If, years ago, you'd suggested to me the likes of Adam Sandler and Ben Stiller could handily outshine Dustin Hoffman and Emma Thompson in the same picture...well, I would've been far less than convinced.
Alas, that is very much the case in The Meyerowitz Stories (New and Selected), the surprisingly pale latest film from writer/director Noah Baumbach.

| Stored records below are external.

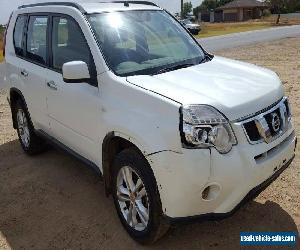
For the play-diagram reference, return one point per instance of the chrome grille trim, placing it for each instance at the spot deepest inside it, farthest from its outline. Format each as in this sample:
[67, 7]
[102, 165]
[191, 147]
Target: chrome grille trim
[266, 137]
[247, 117]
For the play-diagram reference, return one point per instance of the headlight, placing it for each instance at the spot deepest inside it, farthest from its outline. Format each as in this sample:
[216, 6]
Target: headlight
[203, 126]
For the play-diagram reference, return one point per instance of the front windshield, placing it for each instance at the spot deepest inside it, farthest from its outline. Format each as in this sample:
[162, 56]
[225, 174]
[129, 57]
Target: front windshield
[142, 42]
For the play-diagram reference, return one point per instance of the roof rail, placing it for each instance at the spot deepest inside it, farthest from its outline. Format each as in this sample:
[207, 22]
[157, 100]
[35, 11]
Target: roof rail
[126, 3]
[70, 4]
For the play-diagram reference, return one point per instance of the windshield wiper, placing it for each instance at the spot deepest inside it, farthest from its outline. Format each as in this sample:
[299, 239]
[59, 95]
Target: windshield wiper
[175, 67]
[205, 58]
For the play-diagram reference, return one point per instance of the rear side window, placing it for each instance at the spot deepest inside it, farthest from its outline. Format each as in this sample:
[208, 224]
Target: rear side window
[18, 35]
[36, 45]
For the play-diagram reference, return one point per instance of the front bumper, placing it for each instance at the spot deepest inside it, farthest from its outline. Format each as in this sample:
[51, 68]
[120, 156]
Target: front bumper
[253, 193]
[182, 178]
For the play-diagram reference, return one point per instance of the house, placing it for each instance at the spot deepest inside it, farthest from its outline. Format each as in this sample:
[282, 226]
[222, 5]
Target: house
[241, 10]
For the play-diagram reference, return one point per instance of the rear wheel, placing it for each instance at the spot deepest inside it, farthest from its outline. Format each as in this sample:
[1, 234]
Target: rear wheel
[30, 142]
[136, 197]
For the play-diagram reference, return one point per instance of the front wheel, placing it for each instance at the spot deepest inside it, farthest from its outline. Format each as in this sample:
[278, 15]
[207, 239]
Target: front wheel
[30, 142]
[136, 197]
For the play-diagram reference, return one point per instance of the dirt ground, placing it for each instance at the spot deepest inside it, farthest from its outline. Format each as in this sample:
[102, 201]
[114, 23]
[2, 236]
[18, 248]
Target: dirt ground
[53, 201]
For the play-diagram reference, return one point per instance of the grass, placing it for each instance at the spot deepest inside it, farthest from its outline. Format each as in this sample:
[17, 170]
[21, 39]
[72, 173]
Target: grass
[217, 29]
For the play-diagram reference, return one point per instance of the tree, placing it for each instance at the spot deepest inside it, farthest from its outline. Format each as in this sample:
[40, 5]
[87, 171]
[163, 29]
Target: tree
[282, 6]
[187, 8]
[208, 5]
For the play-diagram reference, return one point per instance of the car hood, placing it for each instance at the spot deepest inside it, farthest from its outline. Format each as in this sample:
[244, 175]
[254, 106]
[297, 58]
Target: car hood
[193, 25]
[235, 88]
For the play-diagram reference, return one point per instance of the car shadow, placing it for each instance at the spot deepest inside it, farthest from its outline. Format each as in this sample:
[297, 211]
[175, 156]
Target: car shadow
[53, 201]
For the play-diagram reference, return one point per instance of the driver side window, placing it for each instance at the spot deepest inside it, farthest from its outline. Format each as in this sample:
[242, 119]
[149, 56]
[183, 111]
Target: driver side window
[69, 44]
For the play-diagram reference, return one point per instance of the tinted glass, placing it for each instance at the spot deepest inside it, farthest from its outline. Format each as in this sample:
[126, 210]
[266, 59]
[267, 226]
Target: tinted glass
[143, 42]
[18, 35]
[37, 39]
[68, 43]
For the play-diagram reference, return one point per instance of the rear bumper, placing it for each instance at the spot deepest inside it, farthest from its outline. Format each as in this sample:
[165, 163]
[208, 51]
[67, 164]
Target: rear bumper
[219, 216]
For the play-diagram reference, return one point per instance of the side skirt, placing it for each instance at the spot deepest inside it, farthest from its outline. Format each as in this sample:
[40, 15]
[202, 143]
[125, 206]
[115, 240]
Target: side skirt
[57, 144]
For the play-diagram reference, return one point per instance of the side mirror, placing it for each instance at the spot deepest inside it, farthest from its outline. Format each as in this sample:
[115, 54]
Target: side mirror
[75, 72]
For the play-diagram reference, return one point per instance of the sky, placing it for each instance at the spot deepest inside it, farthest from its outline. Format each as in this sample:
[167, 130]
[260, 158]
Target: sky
[7, 6]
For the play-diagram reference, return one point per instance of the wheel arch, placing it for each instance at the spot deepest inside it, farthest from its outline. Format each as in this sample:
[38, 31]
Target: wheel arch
[113, 143]
[14, 95]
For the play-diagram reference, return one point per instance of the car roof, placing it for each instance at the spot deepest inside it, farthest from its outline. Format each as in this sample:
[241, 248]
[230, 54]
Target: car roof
[93, 6]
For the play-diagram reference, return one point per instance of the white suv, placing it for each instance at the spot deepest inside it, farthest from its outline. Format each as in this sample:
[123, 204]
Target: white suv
[176, 132]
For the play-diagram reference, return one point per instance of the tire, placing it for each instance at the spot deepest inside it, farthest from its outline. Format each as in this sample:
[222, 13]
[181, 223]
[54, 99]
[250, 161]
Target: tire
[145, 201]
[30, 142]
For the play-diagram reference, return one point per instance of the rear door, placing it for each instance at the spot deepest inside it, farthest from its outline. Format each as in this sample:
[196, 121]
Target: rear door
[33, 67]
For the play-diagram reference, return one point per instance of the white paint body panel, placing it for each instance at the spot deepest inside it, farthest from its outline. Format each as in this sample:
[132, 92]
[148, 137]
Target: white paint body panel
[145, 111]
[235, 88]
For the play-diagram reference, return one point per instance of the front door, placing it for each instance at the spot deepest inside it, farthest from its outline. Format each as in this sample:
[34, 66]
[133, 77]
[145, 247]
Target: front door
[73, 107]
[33, 68]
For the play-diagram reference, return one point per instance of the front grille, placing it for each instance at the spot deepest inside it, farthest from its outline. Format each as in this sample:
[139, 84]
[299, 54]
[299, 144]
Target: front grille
[251, 126]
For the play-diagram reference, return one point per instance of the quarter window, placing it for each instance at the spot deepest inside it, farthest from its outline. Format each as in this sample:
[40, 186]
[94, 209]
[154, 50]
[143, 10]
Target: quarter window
[36, 49]
[18, 35]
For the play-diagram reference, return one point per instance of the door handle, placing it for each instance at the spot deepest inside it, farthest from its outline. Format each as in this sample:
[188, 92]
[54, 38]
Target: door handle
[24, 73]
[52, 85]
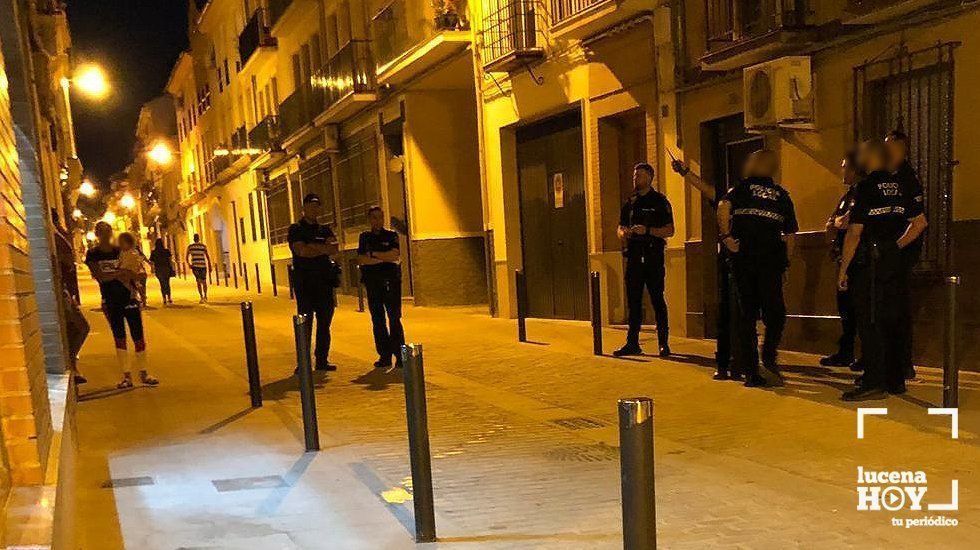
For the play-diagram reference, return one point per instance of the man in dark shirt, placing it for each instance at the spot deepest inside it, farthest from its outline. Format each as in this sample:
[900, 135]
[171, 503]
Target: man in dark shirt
[871, 267]
[645, 222]
[836, 230]
[378, 254]
[755, 218]
[315, 274]
[900, 167]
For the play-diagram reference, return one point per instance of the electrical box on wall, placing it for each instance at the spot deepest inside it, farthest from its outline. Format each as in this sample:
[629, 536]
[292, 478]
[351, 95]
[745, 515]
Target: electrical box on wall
[779, 93]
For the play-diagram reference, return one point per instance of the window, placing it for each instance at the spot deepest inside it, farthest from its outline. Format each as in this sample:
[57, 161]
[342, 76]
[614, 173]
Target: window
[913, 92]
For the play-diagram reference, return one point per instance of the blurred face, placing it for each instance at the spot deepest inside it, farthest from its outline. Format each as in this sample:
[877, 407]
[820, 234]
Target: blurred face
[896, 153]
[377, 219]
[312, 210]
[641, 180]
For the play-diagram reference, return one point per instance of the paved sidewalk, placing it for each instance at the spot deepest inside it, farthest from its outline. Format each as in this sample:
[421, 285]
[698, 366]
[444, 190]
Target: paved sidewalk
[524, 442]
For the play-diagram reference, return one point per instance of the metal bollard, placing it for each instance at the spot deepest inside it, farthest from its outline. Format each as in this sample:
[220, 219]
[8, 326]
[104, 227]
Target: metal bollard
[636, 473]
[418, 443]
[520, 286]
[951, 370]
[302, 327]
[272, 273]
[251, 355]
[595, 291]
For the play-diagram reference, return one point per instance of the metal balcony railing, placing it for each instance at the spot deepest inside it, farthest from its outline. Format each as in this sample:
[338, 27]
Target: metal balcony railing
[255, 35]
[349, 71]
[265, 135]
[509, 29]
[729, 21]
[563, 10]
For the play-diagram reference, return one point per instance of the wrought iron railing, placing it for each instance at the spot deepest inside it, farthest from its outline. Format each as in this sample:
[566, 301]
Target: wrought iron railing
[350, 70]
[728, 21]
[563, 10]
[255, 35]
[508, 28]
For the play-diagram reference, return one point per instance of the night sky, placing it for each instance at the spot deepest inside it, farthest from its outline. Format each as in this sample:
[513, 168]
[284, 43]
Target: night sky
[137, 42]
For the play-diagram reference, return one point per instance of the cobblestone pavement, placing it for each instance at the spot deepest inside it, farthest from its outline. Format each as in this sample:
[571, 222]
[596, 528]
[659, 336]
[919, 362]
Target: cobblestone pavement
[523, 436]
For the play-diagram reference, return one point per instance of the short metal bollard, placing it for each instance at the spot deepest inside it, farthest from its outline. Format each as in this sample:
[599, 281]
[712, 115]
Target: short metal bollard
[418, 443]
[951, 370]
[272, 275]
[251, 355]
[302, 328]
[595, 291]
[520, 286]
[637, 475]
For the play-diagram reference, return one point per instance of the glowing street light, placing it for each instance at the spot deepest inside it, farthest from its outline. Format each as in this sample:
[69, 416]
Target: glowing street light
[128, 201]
[91, 80]
[87, 188]
[160, 153]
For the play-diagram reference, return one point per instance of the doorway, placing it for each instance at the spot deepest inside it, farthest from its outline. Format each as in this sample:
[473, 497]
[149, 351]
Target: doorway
[551, 179]
[725, 145]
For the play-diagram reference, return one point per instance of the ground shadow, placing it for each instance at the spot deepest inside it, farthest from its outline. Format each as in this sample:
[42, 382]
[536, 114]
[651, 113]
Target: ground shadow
[380, 379]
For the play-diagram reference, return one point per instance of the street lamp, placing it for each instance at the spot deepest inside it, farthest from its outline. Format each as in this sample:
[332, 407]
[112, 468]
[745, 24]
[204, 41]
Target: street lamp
[91, 80]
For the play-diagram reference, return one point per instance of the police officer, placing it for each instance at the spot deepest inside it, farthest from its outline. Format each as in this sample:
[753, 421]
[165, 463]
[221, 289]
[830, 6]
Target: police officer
[378, 254]
[315, 275]
[755, 218]
[900, 167]
[871, 268]
[836, 229]
[645, 222]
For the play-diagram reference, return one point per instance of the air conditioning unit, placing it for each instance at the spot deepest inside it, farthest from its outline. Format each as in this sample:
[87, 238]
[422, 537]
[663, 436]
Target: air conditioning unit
[778, 93]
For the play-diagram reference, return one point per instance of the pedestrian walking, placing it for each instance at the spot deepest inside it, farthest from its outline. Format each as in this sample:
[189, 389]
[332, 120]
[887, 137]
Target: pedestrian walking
[883, 222]
[645, 222]
[897, 144]
[836, 228]
[200, 261]
[755, 219]
[119, 304]
[163, 268]
[378, 254]
[315, 275]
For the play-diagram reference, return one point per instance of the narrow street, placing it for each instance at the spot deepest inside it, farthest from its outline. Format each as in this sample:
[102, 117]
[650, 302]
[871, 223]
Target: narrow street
[524, 441]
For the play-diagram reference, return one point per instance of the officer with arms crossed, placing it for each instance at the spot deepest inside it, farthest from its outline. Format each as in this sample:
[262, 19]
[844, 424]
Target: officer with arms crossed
[315, 275]
[882, 224]
[645, 222]
[378, 254]
[755, 218]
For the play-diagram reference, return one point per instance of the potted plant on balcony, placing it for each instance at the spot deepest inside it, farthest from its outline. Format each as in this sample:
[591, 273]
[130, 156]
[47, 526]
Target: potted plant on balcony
[447, 15]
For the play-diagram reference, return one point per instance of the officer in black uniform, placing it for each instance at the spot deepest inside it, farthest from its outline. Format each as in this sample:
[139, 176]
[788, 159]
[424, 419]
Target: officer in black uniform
[645, 222]
[755, 218]
[315, 275]
[898, 163]
[836, 230]
[378, 254]
[871, 267]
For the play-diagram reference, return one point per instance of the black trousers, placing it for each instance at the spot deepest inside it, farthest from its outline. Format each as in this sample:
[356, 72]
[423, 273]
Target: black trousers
[646, 272]
[876, 286]
[385, 305]
[848, 321]
[759, 288]
[316, 299]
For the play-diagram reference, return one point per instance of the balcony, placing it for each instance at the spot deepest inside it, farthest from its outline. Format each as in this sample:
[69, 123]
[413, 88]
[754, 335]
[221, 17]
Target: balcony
[406, 46]
[744, 32]
[347, 82]
[256, 34]
[510, 35]
[265, 135]
[868, 12]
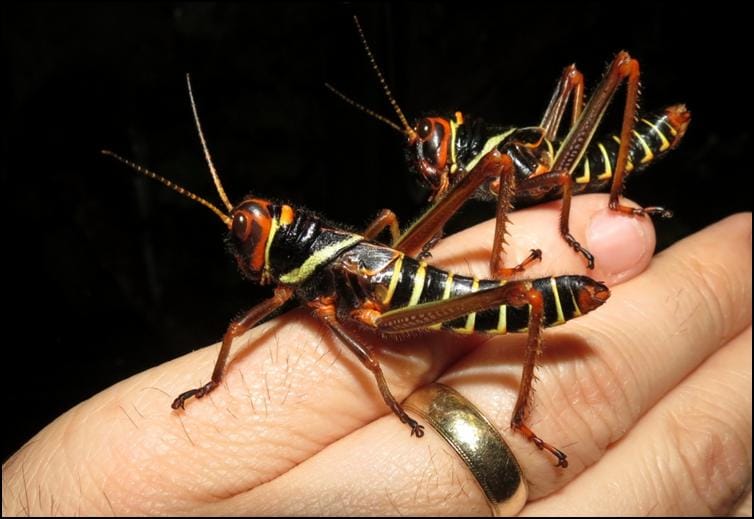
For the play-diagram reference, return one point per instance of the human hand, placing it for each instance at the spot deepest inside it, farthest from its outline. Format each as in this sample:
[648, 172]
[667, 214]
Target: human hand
[650, 396]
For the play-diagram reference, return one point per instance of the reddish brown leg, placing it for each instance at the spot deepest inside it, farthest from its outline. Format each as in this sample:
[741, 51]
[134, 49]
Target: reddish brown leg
[431, 223]
[514, 293]
[236, 328]
[548, 180]
[533, 351]
[506, 191]
[326, 312]
[572, 150]
[571, 85]
[386, 219]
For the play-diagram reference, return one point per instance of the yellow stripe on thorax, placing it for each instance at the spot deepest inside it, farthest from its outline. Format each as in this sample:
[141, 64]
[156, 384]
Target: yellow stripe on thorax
[453, 160]
[491, 143]
[608, 167]
[502, 319]
[416, 290]
[393, 280]
[321, 256]
[558, 306]
[648, 155]
[445, 295]
[629, 164]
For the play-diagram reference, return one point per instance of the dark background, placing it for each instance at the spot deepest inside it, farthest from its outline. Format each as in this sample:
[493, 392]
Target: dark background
[109, 273]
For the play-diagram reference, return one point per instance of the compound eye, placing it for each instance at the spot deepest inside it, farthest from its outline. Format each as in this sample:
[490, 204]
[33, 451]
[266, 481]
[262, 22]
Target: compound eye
[241, 226]
[424, 128]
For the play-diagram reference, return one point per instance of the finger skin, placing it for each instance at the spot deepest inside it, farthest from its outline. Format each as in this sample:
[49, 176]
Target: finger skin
[690, 455]
[581, 398]
[292, 394]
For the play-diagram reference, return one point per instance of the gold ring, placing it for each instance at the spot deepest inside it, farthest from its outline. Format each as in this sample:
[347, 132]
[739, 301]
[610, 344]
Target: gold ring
[477, 442]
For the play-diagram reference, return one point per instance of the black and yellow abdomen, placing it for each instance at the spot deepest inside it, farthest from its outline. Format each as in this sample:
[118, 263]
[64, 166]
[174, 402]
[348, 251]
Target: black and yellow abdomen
[653, 136]
[409, 282]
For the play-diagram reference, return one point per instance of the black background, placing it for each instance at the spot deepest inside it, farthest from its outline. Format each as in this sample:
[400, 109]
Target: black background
[108, 273]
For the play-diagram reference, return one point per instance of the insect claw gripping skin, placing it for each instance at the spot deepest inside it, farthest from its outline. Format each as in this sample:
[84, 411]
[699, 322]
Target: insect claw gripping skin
[347, 279]
[443, 150]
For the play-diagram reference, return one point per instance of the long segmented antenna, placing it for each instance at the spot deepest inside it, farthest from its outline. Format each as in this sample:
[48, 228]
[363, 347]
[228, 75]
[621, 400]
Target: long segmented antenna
[364, 109]
[408, 130]
[175, 187]
[207, 156]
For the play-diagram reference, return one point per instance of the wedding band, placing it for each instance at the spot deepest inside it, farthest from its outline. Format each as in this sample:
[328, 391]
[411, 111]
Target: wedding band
[477, 442]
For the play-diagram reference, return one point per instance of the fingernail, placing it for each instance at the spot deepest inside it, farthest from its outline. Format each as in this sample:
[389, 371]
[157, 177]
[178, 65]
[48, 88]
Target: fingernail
[618, 242]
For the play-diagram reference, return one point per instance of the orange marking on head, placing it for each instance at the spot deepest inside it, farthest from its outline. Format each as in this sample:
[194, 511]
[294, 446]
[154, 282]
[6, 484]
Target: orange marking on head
[286, 215]
[442, 151]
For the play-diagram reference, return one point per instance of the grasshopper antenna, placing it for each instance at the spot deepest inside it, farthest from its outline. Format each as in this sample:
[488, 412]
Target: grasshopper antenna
[172, 185]
[364, 109]
[207, 156]
[407, 128]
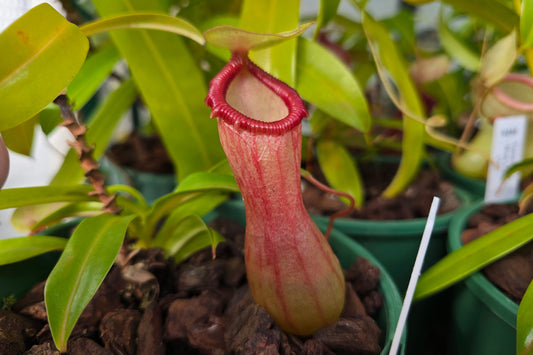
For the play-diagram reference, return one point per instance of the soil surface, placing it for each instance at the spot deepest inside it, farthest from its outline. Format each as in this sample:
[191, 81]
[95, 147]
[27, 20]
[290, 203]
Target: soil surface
[412, 203]
[513, 273]
[203, 306]
[142, 153]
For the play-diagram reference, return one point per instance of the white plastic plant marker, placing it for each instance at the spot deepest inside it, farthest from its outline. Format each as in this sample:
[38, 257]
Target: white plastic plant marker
[508, 142]
[415, 274]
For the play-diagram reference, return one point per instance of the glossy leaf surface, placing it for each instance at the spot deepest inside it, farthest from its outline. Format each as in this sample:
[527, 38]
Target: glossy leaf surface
[327, 10]
[266, 16]
[456, 49]
[49, 118]
[236, 39]
[521, 166]
[192, 187]
[183, 236]
[24, 196]
[87, 258]
[340, 169]
[92, 74]
[20, 138]
[17, 249]
[326, 82]
[144, 20]
[45, 53]
[79, 209]
[491, 12]
[388, 58]
[524, 323]
[475, 255]
[172, 87]
[526, 23]
[498, 60]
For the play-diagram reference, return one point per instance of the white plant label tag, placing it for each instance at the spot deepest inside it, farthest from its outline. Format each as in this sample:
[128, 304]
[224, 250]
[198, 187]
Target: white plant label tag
[508, 142]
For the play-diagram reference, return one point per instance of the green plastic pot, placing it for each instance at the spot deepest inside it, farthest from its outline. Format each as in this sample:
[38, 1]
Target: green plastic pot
[475, 187]
[347, 251]
[151, 185]
[483, 317]
[395, 243]
[17, 278]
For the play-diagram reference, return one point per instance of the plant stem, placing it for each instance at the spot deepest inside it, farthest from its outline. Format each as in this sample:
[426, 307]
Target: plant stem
[87, 162]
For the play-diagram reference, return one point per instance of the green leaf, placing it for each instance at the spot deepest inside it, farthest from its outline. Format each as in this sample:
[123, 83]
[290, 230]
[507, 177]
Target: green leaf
[92, 74]
[236, 39]
[340, 169]
[326, 82]
[526, 23]
[25, 196]
[79, 209]
[144, 20]
[17, 249]
[20, 138]
[192, 187]
[83, 265]
[99, 131]
[521, 166]
[526, 198]
[215, 21]
[498, 60]
[524, 323]
[24, 218]
[456, 49]
[327, 10]
[209, 237]
[387, 56]
[475, 255]
[45, 52]
[173, 88]
[265, 16]
[492, 12]
[181, 236]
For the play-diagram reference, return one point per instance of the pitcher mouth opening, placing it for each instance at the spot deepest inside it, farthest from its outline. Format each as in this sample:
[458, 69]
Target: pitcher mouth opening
[245, 96]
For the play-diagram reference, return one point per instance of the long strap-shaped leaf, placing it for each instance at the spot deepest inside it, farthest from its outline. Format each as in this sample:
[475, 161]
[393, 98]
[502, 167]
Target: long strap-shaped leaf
[17, 249]
[145, 20]
[272, 16]
[41, 53]
[475, 255]
[325, 81]
[25, 196]
[86, 260]
[172, 86]
[387, 55]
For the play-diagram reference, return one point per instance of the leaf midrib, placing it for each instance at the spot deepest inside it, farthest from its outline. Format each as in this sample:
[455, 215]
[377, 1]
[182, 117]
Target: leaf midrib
[74, 292]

In the film, Sandler and Stiller portray siblings Danny and Matthew who, alongside sister Jean (Elizabeth Marvel), are reconnected in advance of their sculptor father Harold (Dustin Hoffman)'s career retrospective on his work. Danny has inherited some of his dad's artistic talent but is poor. Matthew may not have an inventive bone in his body but is a successful and wealthy financial planner. Both are unhappy, as is the timid Jean, and Harold isn't much more jovial, especially after witnessing the grand success of an old friend (Judd Hirsch) who recently had his own art show. No surprise, a tragedy strikes that brings long-isolated forces together.
The Meyerowitz Stories isn't without its pleasures. Both Sandler and Stiller are really quite wonderful, the former in particular shining after all too many years attaching himself to cinematic dreck. Marvel is strong too, even if Jean feels terribly underwritten, and Candice Bergen shows up for a boffo cameo as Harold's third wife (and Matthew's mom) who regrets paying scant attention to Danny and Jean as they grew up.
The picture has been sold as a sort of cross between Woody Allen and Wes Anderson but Baumbach's proceedings hardly match the sharpness of either of those two filmmakers' work, even third-tier Allen or Anderson. The film, despite some great acting, is curiously uninvolving for the most part and I wasn't too fond of Hoffman's dreary, sad sack portrayal of Harold, nor Emma Thompson's turn as the sculptor's latest wife, a one-note hippie caricature that plays more like a SNL character than actual human being.
Fans of Sandler and Stiller ought to check this out but keep those expectations modest.